The wolf scratched at the grass and the flowers, getting up. He ran towards me and I warily stepped back in fear; purely out of instinct.

When the wolf witnessed my stepping back, he whined, releasing the lily quickly. But as soon as he dropped it, he bit it back again, and nudged my knee with his muzzle. 

It was as if he were pleading, Here. Take it.

Calling myself insane and a few other foul words, I grabbed the lily with a 'screw it all' attitude and stared at the wolf blankly. I should've been running for the hills, but of course, I was crazy. The wolf was sitting on his hind legs, looking peaceful as he rubbed his muzzle with his left paw. He looked extremely adorable at this moment; no anger or rage, just happiness and contentment.

I woul've killed for a Kodak.

However, after a while I noticed an unsettling mood as he kept shifting his gaze away from mine. I wondered if he was embarrassed or something. He was a wolf! Animals don't have human emotions! I naively blubbered trying to think this through- the calm, rational way. 

This had to be crazy, I concluded as he shot me a small closed smile before breaking out into a run through the secluded, ominous forest.

Something soft brushed my palm.
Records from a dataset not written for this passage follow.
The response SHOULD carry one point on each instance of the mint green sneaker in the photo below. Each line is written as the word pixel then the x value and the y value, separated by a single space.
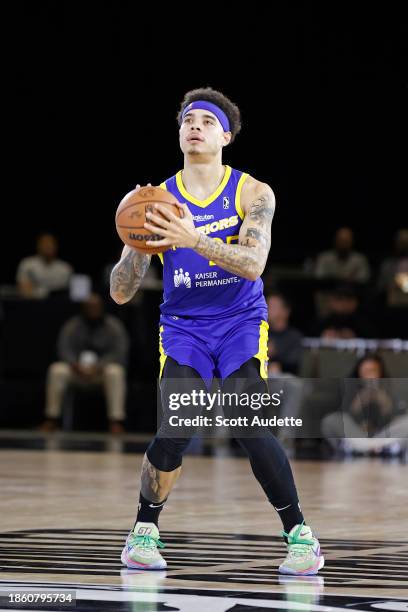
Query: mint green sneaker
pixel 303 558
pixel 140 550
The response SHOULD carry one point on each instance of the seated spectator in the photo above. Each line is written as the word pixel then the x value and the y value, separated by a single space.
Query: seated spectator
pixel 92 350
pixel 41 274
pixel 371 418
pixel 341 262
pixel 393 275
pixel 284 342
pixel 343 319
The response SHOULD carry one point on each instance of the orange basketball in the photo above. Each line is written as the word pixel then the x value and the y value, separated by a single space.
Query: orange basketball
pixel 131 215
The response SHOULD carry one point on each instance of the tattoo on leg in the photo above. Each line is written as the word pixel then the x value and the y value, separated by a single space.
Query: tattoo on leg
pixel 156 485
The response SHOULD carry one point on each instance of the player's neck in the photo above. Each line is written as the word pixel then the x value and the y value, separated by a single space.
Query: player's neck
pixel 201 179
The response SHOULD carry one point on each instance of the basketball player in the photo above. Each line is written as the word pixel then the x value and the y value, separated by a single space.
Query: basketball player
pixel 211 327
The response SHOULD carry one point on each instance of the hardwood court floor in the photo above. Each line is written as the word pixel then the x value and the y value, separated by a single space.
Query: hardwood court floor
pixel 64 517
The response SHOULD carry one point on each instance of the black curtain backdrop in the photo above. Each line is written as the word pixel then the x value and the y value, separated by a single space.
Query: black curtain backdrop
pixel 94 88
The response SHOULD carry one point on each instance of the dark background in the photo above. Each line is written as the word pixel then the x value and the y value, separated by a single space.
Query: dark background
pixel 95 88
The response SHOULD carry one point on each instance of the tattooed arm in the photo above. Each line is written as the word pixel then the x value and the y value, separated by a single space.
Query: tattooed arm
pixel 248 257
pixel 127 275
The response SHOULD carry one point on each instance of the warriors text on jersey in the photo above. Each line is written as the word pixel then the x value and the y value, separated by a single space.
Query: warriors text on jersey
pixel 195 287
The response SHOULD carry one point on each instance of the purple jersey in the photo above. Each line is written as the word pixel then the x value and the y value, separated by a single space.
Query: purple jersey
pixel 195 287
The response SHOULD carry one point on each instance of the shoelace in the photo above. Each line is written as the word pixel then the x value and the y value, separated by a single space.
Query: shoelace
pixel 298 547
pixel 145 541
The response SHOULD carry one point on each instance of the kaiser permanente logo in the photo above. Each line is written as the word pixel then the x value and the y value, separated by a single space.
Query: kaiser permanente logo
pixel 182 278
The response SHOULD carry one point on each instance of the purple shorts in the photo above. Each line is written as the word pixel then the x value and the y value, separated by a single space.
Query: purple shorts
pixel 215 347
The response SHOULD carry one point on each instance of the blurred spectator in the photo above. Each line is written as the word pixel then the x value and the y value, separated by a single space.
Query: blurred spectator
pixel 92 350
pixel 393 275
pixel 342 263
pixel 41 274
pixel 343 319
pixel 284 342
pixel 371 419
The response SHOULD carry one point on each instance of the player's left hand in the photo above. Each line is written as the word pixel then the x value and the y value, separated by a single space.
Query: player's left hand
pixel 178 232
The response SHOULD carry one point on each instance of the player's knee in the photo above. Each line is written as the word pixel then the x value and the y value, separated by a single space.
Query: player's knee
pixel 166 454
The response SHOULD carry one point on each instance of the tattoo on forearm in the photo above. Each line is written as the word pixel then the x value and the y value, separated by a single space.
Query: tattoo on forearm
pixel 127 275
pixel 247 258
pixel 155 484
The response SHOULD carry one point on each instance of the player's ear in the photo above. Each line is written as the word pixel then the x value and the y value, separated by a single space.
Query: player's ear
pixel 227 138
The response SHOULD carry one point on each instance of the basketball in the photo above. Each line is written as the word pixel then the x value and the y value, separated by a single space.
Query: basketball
pixel 131 216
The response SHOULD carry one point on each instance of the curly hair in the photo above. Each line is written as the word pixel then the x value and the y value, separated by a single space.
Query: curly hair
pixel 216 97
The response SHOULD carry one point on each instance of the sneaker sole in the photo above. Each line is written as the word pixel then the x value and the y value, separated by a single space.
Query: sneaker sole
pixel 130 564
pixel 312 571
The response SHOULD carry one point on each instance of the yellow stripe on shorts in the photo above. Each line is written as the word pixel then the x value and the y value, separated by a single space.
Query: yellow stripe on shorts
pixel 262 353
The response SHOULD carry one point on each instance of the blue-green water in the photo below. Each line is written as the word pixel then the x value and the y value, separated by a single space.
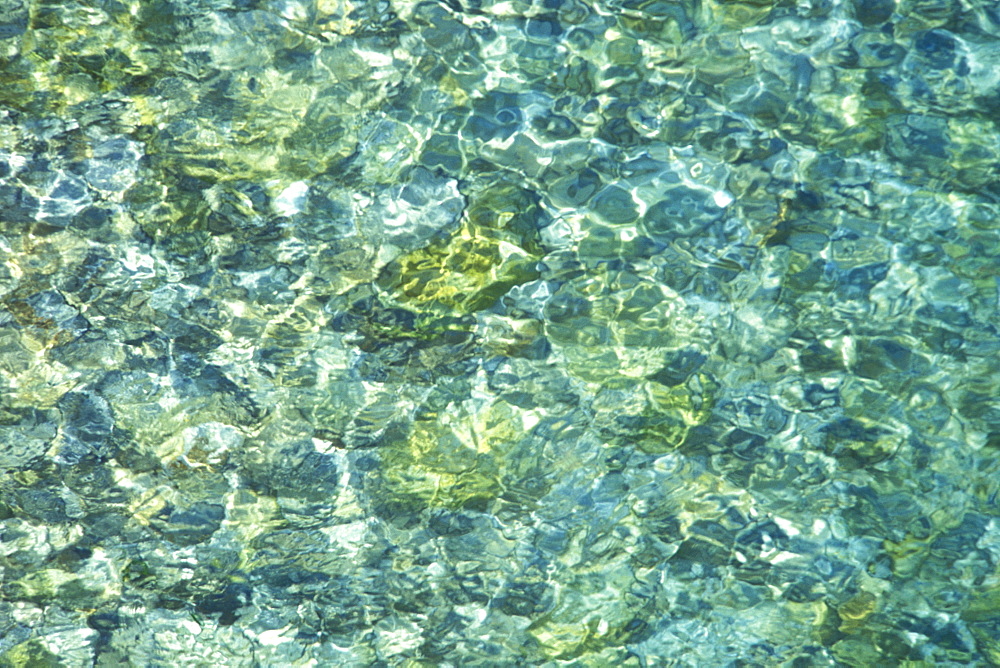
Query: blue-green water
pixel 499 333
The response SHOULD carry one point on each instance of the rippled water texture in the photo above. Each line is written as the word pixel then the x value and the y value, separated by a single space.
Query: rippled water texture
pixel 472 333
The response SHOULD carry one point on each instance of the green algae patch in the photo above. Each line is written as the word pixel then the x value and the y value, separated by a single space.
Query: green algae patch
pixel 493 250
pixel 462 457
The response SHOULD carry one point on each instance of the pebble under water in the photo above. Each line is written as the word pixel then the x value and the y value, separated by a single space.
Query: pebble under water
pixel 499 333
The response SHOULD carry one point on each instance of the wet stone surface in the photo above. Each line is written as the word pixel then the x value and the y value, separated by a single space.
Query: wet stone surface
pixel 499 333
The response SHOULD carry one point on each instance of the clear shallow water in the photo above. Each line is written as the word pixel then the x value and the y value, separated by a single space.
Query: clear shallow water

Only now remembering that I had a flower in my hands, I lifted up the yellow colored tulip and took a sniff. It smelled like freshly brewed strawberry champagne.
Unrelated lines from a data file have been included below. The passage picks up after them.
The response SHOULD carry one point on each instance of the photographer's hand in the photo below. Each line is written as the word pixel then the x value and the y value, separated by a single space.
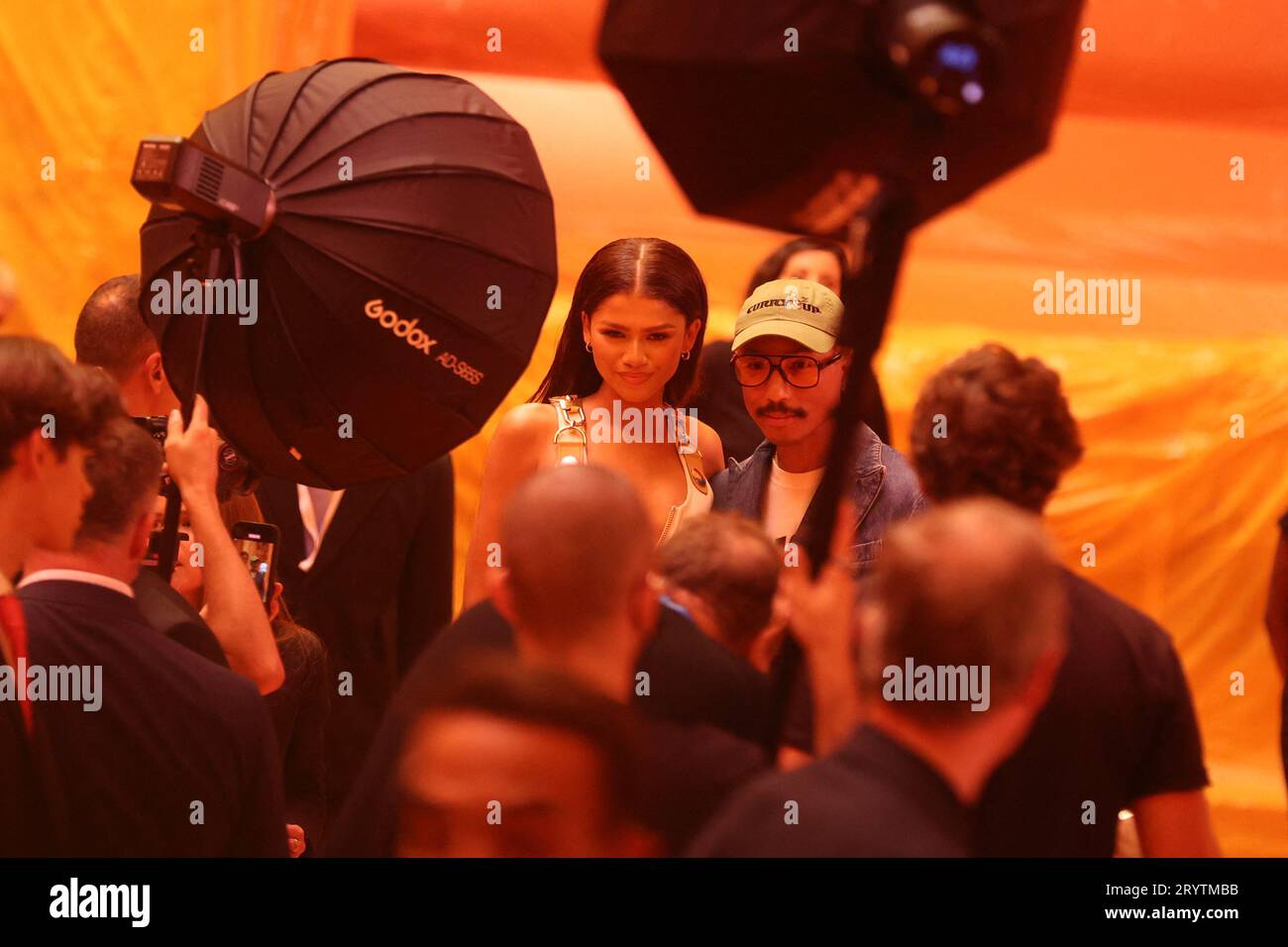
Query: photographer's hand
pixel 192 455
pixel 233 608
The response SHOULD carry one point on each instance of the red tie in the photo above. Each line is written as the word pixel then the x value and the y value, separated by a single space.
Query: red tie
pixel 14 628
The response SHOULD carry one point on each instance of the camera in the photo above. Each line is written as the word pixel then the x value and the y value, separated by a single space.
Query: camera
pixel 236 475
I started coughing when the pollen rushed into my nose. "Aw crap!" I wiped it away quickly. I'm so glad no one saw that.

Then again, I faintly heard deep rumbling coming from the creepy forest. Calling myself, yet again, a whack job, I shook my head in hopes of clearing it.
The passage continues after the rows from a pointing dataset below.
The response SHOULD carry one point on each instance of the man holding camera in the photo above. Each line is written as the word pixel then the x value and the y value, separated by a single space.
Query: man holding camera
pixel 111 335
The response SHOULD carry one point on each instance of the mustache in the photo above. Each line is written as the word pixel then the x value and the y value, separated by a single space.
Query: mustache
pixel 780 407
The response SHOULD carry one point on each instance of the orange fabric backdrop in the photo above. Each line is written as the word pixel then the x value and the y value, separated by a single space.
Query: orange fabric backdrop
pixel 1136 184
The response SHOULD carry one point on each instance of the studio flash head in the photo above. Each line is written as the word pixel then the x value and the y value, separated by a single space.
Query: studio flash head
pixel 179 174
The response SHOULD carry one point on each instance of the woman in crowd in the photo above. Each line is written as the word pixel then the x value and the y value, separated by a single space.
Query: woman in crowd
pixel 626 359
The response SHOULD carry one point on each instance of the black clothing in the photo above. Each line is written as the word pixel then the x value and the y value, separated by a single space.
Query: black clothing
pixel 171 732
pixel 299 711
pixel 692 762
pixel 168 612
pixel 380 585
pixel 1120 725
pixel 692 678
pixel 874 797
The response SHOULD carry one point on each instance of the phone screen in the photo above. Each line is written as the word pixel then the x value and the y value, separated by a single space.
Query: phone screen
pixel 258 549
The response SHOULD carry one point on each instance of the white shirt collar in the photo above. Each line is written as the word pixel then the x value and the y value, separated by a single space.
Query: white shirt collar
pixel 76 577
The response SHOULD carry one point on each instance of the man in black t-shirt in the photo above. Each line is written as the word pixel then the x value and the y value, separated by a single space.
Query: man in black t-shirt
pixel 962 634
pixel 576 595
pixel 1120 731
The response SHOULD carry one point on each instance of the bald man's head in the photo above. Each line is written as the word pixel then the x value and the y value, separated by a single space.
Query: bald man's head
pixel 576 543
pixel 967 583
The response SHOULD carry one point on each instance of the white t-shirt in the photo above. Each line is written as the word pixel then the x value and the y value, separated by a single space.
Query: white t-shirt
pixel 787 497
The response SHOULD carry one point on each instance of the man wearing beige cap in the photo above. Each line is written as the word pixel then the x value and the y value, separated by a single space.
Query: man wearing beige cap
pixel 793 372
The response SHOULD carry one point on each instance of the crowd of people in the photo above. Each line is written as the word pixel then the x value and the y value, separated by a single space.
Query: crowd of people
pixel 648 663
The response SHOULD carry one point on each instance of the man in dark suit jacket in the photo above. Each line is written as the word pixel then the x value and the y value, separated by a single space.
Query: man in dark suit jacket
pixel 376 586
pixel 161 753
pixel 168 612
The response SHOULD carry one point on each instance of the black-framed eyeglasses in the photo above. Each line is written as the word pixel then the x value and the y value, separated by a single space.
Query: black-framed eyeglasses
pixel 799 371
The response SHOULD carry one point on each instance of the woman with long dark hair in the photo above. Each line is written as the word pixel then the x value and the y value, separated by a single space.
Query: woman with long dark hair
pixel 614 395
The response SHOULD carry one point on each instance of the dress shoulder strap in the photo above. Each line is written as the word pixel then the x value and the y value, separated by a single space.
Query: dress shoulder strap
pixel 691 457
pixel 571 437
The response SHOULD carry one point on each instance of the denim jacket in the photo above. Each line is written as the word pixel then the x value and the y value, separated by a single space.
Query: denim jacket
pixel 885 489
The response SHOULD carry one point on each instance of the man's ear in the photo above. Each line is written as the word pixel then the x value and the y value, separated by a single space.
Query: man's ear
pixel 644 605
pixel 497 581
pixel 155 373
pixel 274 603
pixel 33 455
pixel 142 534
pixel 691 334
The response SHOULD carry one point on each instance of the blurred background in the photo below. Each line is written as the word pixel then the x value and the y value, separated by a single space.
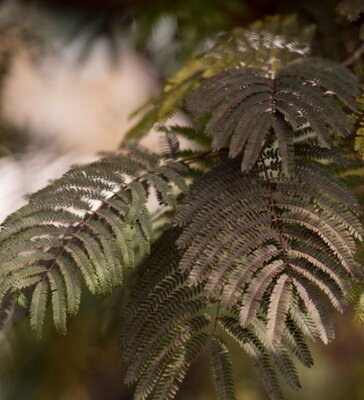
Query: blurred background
pixel 71 73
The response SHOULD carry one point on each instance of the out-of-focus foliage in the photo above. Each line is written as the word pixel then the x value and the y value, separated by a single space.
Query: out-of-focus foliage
pixel 191 292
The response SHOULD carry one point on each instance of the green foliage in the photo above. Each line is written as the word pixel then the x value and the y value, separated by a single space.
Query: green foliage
pixel 246 104
pixel 282 239
pixel 83 227
pixel 261 45
pixel 352 10
pixel 359 140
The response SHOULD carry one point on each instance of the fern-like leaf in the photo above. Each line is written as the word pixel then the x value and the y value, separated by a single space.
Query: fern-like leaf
pixel 83 225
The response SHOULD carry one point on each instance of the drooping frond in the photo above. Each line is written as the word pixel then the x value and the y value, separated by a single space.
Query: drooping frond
pixel 352 10
pixel 246 105
pixel 222 370
pixel 265 44
pixel 265 236
pixel 167 324
pixel 87 225
pixel 359 140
As I walked back to the green jeep, which was clumsily parked onto the dirt and the road, I couldn't help but feel completely confused about my day.

Why would Jenevieve try to lie to me so I couldn't go to the market? Going grocery shopping wasn't like snorting up cocaine or something. And why can't I get that guy from Fresh Deluxe out of my head?

His eyes were so sharp yet so dim; more powerful than anything I've ever witnessed.

And this wolf I've seen for a total of two times has been stalking me, giving me lilies in the middle of freaking October!

Do they even grow in October?

Oh what's the use of even pondering over my weird life. I should've known better than to have questioned things like some curious child that always says "why is the sky blue? where do baby's come from?"

I slammed my car door open, getting ready to sit down when I saw a large white scratch diagonally perched onto the bottom of the previously green car door.

My stomach clenched uncomfortably. What was it?

Touching the new battle scar, I tried closing my eyes and opening them, checking if I was just hallucinating.

I groaned to myself when the white scar ended up looking even bigger when I backed away to look at it.

Jenevieve is going to kill me. This is her car! Didn't she say "take care of my baby" or something like that earlier today? I'm dead. I'm dead.  Good as gone.